The corresponding integration formula follows immediately.

## Derivatives and integrals involving general exponential functions

Let $a>0.$ Then,

$\frac{d}{dx}{a}^{x}={a}^{x}\text{ln}\phantom{\rule{0.2em}{0ex}}a$

and

$\int {a}^{x}dx=\frac{1}{\text{ln}\phantom{\rule{0.2em}{0ex}}a}{a}^{x}+C.$

If $a\ne 1,$ then the function ${a}^{x}$ is one-to-one and has a well-defined inverse.

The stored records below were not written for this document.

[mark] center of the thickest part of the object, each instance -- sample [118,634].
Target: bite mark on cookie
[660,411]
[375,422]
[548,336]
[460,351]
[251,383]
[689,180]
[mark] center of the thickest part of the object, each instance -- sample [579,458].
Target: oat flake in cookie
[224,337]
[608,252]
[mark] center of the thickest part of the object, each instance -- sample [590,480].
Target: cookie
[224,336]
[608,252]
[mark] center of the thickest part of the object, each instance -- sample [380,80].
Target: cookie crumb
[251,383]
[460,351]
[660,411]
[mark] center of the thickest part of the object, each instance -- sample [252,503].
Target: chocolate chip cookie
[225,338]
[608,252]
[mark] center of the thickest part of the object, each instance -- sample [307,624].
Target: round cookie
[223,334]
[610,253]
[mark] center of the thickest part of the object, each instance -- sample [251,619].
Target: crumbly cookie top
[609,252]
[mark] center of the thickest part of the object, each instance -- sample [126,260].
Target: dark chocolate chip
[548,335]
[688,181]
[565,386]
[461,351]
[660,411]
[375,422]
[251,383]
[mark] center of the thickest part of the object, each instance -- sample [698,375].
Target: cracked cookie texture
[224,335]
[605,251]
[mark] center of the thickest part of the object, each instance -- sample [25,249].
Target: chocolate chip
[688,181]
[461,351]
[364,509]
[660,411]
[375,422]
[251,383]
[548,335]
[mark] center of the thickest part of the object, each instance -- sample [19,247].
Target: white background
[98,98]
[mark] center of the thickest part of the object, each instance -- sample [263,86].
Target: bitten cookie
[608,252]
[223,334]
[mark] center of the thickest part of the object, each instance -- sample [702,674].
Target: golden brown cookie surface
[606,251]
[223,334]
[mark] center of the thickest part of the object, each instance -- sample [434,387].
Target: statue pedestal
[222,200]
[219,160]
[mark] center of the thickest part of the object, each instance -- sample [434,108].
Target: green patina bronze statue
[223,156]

Its inverse is denoted by ${\text{log}}_{a}x.$ Then,

$y={\text{log}}_{a}x\phantom{\rule{0.2em}{0ex}}\text{if and only if}\phantom{\rule{0.2em}{0ex}}x={a}^{y}.$

Note that general logarithm functions can be written in terms of the natural logarithm. Let $y={\text{log}}_{a}x.$ Then, $x={a}^{y}.$ Taking the natural logarithm of both sides of this second equation, we get

$\begin{array}{ccc}\hfill \text{ln}\phantom{\rule{0.2em}{0ex}}x& =\hfill & \text{ln}\left({a}^{y}\right)\hfill \\ \hfill \text{ln}\phantom{\rule{0.2em}{0ex}}x& =\hfill & y\phantom{\rule{0.2em}{0ex}}\text{ln}\phantom{\rule{0.2em}{0ex}}a\hfill \\ \hfill y& =\hfill & \frac{\text{ln}\phantom{\rule{0.2em}{0ex}}x}{\text{ln}\phantom{\rule{0.2em}{0ex}}a}\hfill \\ \hfill {\text{log}}_{\phantom{\rule{0.2em}{0ex}}}x& =\hfill & \frac{\text{ln}\phantom{\rule{0.2em}{0ex}}x}{\text{ln}\phantom{\rule{0.2em}{0ex}}a}.\hfill \end{array}$

Thus, we see that all logarithmic functions are constant multiples of one another. Next, we use this formula to find a differentiation formula for a logarithm with base $a.$ Again, let $y={\text{log}}_{a}x.$ Then,

$\begin{array}{cc}\hfill \frac{dy}{dx}& =\frac{d}{dx}\left({\text{log}}_{a}x\right)\hfill \\ & =\frac{d}{dx}\left(\frac{\text{ln}\phantom{\rule{0.2em}{0ex}}x}{\text{ln}\phantom{\rule{0.2em}{0ex}}a}\right)\hfill \\ & =\left(\frac{1}{\text{ln}\phantom{\rule{0.2em}{0ex}}a}\right)\frac{d}{dx}\left(\text{ln}\phantom{\rule{0.2em}{0ex}}x\right)\hfill \\ & =\frac{1}{\text{ln}\phantom{\rule{0.2em}{0ex}}a}·\frac{1}{x}\hfill \\ & =\frac{1}{x\phantom{\rule{0.2em}{0ex}}\text{ln}\phantom{\rule{0.2em}{0ex}}a}.\hfill \end{array}$

## Derivatives of general logarithm functions

Let $a>0.$ Then,

$\frac{d}{dx}{\text{log}}_{a}x=\frac{1}{x\phantom{\rule{0.2em}{0ex}}\text{ln}\phantom{\rule{0.2em}{0ex}}a}.$

## Calculating derivatives of general exponential and logarithm functions

Evaluate the following derivatives:

1. $\frac{d}{dt}\left({4}^{t}·{2}^{{t}^{2}}\right)$
2. $\frac{d}{dx}{\text{log}}_{8}\left(7{x}^{2}+4\right)$

We need to apply the chain rule as necessary.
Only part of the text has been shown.